It is so beautiful here today, 73 degrees (F) above zero, that I am tempted to chuck the blog and go revel in the warm outside. The one thing that is stopping me is that it is pretty windy out and I don’t want to mess up my perfect hair. The windy part is true at any rate.
Elizabeth and Her German Garden by Elizabeth von Arnim (also known as Mary Annette Beauchamp and a cousin of Katherine Mansfield), was published in 1898. I had thought it was fiction but it turns out to be a sort of memoir in a diary format the goes from May to April. But the dated entries are only meant to serve as loose indications as to the time of year rather than strict XYZ happened today. In fact von Arnim ranges all over, forward and backward through time so that when April and the end of the book arrive it feels as though a good number of years have been covered.
Von Arnim has such a light and happy voice that makes her a pleasure to read. Ostensibly, the book is about her garden in Germany at the old house she convinced her husband, referred to throughout as The Man of Wrath, to allow her to fix up and rescue the garden. But Elizabeth is a novice gardener who makes lots of mistakes.
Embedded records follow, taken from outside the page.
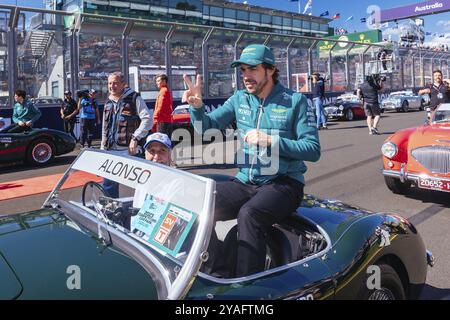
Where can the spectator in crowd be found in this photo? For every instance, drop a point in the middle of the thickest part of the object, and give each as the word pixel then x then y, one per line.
pixel 69 112
pixel 87 118
pixel 318 93
pixel 368 92
pixel 25 114
pixel 126 122
pixel 162 118
pixel 92 96
pixel 2 123
pixel 382 56
pixel 439 90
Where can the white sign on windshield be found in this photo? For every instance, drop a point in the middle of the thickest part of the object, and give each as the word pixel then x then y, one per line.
pixel 175 186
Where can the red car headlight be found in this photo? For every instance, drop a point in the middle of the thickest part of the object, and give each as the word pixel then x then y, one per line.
pixel 389 149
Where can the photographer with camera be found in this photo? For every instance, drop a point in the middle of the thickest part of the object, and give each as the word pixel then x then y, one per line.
pixel 318 93
pixel 87 111
pixel 368 92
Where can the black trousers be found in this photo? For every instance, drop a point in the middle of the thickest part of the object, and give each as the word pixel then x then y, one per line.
pixel 15 128
pixel 87 127
pixel 256 208
pixel 69 126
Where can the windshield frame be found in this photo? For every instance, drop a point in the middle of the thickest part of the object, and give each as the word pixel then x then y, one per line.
pixel 167 288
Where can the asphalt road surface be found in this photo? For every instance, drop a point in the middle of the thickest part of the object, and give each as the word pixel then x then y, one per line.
pixel 349 170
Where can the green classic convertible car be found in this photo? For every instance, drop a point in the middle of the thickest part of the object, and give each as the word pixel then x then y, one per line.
pixel 151 242
pixel 37 146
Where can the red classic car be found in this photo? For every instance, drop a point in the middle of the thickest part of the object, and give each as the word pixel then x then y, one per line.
pixel 419 156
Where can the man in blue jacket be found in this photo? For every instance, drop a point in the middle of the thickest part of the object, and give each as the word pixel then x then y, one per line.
pixel 273 120
pixel 25 114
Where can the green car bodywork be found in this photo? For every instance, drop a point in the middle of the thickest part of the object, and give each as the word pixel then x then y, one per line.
pixel 19 146
pixel 38 248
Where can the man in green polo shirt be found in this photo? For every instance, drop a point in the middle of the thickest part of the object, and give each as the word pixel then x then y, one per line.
pixel 273 120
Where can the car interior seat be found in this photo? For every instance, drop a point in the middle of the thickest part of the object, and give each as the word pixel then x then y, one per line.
pixel 278 253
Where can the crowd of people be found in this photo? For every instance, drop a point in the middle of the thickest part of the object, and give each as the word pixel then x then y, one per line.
pixel 129 127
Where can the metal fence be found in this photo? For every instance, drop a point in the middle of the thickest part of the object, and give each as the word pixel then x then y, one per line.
pixel 46 52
But mistakes, as all gardeners know, are opportunities to learn and do better the next year. While Elizabeth is disappointed by her mistakes, she always manages to see the bright side of things and how beautiful her garden is and how much more lovely it will become.
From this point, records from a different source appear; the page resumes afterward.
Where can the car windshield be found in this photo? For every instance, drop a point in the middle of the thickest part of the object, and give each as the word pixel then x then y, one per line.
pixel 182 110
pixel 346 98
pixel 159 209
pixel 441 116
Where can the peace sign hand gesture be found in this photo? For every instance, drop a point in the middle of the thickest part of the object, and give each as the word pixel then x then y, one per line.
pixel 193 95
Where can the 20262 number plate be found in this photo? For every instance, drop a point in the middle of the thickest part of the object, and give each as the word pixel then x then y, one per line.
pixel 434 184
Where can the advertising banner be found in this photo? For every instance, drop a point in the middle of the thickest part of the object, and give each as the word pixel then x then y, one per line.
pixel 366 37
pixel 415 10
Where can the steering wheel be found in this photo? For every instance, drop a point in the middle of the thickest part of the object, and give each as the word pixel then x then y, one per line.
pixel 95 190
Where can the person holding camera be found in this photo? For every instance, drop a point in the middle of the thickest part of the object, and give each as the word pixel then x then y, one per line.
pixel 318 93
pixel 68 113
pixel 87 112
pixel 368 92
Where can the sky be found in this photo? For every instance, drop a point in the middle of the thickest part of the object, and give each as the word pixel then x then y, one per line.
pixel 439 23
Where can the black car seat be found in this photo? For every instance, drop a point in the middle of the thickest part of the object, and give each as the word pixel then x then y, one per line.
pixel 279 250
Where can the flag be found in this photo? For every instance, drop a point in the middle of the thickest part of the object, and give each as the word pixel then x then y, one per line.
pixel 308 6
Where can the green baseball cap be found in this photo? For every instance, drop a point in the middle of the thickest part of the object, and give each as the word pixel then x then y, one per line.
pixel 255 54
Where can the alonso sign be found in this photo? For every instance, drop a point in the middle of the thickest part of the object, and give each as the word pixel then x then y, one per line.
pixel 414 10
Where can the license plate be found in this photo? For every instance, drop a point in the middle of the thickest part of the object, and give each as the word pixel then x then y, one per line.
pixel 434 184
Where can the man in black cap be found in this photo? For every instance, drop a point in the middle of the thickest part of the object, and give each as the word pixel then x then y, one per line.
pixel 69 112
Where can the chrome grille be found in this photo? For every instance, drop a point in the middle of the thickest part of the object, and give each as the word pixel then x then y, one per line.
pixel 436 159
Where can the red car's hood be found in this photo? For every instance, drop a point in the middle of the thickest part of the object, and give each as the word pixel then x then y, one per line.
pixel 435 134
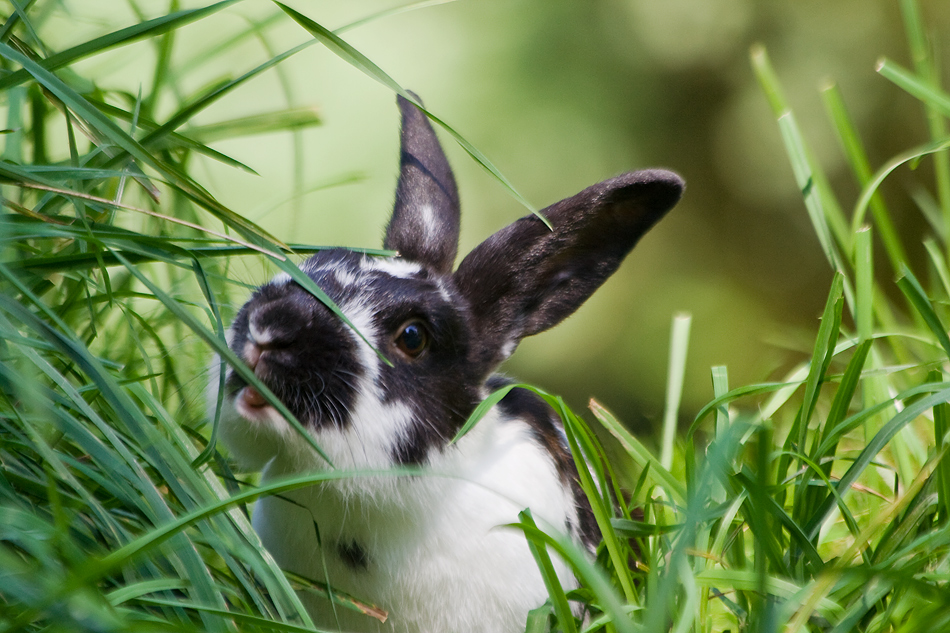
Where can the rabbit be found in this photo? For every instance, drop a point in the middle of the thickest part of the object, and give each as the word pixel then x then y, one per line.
pixel 426 548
The house is in a small German village. She finds her neighbors amusing and they find her, well, I’ll let her tell you:
The people round about are persuaded that I am, to put it as kindly as possible, exceedingly eccentric, for the news has travelled that I spend the day out of doors with a book, and no mortal eye has yet seen me sew or cook. But why cook when you can get someone to cook for you? And as for sewing, the maids will hem the sheets better and quicker than I could, and all forms of needlework of the fancy order are inventions of the evil one for keeping the foolish from applying their heart to wisdom.
I was disappointed to find out that von Arnim doesn’t actually do any of the work of the garden herself. Women of her station were apparently not allowed to dig in the dirt. So while she may be eccentric, she is not eccentric enough to flout this restriction and get blisters on her hands from a spade. All she does is choose the plants and tell the men she hires where to put them.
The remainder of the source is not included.